While the Data Summit was one of two cornerstones of the 2018 programme which lasted just over one week, in 2019 it will be one of six across a two-week period from 11th to 22nd March. Like the celebrated event in the city where it is headquartered, DataFest continues to expand. “We have definitely stolen ideas from the Edinburgh Festival,” Gillian Docherty, CEO of The Data Lab, told DataIQ this week. “Plagiarism is the best form of flattery.”

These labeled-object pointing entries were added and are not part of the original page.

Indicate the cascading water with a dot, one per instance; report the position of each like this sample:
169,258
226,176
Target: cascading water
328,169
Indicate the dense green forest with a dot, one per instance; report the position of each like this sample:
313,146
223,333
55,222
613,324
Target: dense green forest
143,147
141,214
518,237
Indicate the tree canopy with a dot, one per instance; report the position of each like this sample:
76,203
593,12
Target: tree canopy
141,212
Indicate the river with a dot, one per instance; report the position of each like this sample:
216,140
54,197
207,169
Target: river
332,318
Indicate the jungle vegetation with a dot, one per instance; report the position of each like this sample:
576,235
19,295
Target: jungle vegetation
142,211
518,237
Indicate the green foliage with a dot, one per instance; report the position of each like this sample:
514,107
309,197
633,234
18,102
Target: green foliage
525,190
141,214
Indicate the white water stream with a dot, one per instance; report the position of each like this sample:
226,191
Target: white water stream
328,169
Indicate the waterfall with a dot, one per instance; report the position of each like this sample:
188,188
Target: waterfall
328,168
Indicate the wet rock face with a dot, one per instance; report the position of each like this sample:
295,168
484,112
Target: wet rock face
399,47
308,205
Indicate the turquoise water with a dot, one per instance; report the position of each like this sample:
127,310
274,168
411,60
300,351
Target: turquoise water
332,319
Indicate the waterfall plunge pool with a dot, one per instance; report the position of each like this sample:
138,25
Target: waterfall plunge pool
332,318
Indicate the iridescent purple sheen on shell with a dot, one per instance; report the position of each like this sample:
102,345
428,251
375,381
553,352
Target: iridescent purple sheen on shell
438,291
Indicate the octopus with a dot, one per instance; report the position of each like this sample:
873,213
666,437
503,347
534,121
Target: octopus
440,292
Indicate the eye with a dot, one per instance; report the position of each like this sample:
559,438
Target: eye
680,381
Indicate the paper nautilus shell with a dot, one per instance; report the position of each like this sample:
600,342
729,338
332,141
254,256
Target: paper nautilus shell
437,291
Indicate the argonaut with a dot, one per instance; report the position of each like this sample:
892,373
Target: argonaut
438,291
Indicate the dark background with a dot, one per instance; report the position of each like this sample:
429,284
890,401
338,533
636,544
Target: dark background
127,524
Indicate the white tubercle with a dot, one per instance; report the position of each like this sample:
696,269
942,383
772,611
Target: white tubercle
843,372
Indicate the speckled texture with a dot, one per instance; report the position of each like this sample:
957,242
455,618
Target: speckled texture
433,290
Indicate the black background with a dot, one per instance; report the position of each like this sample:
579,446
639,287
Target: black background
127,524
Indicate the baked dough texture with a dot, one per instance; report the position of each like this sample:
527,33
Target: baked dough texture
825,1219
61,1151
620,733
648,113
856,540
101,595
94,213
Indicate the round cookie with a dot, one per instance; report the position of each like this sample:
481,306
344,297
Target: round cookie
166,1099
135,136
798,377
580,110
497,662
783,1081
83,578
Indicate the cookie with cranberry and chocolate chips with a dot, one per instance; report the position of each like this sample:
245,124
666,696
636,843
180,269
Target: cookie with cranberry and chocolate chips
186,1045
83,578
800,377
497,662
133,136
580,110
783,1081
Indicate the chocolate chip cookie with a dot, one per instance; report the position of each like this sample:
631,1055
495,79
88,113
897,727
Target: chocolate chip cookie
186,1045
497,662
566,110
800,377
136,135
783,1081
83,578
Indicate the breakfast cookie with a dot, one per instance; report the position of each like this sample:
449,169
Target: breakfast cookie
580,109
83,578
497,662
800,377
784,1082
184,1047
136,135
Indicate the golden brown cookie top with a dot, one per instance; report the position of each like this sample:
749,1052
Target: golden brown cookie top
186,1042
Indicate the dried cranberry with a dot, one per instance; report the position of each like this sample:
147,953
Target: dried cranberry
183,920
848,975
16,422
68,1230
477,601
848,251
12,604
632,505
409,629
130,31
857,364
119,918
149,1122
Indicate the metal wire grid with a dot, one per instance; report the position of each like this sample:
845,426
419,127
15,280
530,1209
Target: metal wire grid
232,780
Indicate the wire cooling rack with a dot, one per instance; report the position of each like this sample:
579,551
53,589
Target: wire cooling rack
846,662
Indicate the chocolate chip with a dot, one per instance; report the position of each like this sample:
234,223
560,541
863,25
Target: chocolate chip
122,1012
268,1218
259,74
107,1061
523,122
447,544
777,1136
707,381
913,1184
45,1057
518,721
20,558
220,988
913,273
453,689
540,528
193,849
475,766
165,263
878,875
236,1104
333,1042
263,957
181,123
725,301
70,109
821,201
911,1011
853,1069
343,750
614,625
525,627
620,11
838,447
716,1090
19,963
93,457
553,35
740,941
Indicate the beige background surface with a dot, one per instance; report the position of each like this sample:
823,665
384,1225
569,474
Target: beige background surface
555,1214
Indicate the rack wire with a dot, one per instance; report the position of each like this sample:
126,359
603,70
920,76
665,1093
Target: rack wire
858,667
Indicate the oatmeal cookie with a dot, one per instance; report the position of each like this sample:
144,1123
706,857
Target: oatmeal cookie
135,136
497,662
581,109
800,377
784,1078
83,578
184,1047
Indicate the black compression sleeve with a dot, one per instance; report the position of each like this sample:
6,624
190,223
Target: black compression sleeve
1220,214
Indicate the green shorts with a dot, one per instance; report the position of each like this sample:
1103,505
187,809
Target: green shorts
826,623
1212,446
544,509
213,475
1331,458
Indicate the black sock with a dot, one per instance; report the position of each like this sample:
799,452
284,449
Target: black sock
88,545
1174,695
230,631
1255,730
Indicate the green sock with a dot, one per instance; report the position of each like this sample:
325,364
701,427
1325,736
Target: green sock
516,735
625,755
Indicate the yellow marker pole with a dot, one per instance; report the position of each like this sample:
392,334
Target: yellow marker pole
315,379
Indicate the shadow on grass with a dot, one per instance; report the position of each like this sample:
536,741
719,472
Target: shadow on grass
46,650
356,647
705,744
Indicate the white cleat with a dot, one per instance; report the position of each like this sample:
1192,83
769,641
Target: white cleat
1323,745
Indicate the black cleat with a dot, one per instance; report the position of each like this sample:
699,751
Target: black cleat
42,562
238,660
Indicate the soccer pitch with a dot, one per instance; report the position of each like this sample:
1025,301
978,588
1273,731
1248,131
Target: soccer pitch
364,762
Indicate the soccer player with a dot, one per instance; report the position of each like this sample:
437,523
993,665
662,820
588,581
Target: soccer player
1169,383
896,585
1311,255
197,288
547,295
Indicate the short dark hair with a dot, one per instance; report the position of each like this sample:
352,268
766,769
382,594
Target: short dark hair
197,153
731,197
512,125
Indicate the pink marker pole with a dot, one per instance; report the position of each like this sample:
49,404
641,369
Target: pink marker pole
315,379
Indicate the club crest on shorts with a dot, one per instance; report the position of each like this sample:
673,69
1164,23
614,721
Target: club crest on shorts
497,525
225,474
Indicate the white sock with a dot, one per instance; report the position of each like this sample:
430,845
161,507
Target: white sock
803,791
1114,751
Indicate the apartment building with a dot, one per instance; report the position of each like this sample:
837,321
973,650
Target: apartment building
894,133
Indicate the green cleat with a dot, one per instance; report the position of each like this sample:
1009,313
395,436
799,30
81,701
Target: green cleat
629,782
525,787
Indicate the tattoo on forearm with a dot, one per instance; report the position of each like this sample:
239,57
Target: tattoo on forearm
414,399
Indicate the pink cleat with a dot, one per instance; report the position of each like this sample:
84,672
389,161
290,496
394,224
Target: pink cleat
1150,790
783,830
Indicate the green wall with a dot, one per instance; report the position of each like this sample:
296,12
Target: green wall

While the conference continues to be the flagship for the festival, feedback from this year’s delegates revealed a strong appetite for more and more specialised content. As a result, DataFringe will see workshops, meet-ups and more take place from “the Orkneys to Ayreshire”, she said. “The only way to get that breadth and depth was by involving the community across Scotland.”
The first round of applications to be included in the fringe closed at the end of last month, with a second wave open in January. Selected proposals will become part of the formal programme under the DataFest umbrella, expanding both the nature of what is on offer and also its geography.
Another new component for next year is DataTech on 14th March. With a focus on algorithms, software and hardware, machine learning technology, deep learning, data visualisation, reproducible and collaborative data science, it is for the practically-minded who want to understand what tools and techniques might help them. Practitioners can also apply to present following the model of academic sessions in front of a peer group.
Confirmed speakers include Debbie Bard, acting group lead for data science engagement at the National Energy Research Scientific Computing Centre, and Mine Çetinkaya-Rundel, associate professor of the practice, Duke University, alongside Jared Lander, chief data scientist at Lander Analytics.
This underlines the international scope and reach of DataFest, reflecting The Data Lab’s mission. “We are encouraging companies to look at Scotland as a destination for investment and to start-up or scale,” said Docherty. Trade missions and delegations are part of the mix for next March, with promising leads passed to the Scottish Development International.
A major organic growth area for the event is Data Talent which sees over 300 post-graduates brought together with private and public sector organisations looking to hire their abilities. “People have been offered jobs on the spot,” noted Docherty. As well as employment opportunities, candidates can also take part in workshops on how to improve their LinkedIn profile, create a CV and interview tactics. “Last year, one organisation took 30 students in for interview and hired several on the back of that.”
With a Women in data science initiative and the Executive dinner, there will be plenty for visitors to get involved with, even without attending the Data Summit on 21st and 22nd March. But that would be to miss out on a five-fold focus looking at mass media marketing, creativity, data in action, the future of work and skills, and ethics and public engagement. Among the keynotes being ushered on-stage by Philbin will be Dr Sue Black, professor of computer science and technology evangelist at Durham University.
As DataFest continues to scale up, the knowledge economy in Scotland is beginning to feel the benefit. That is the result of a combination of investment, support and people, with that sense of a community a key dimension to the event. As Docherty said: “It is very exciting to pull the cohort together because getting talent is a tough challenge.”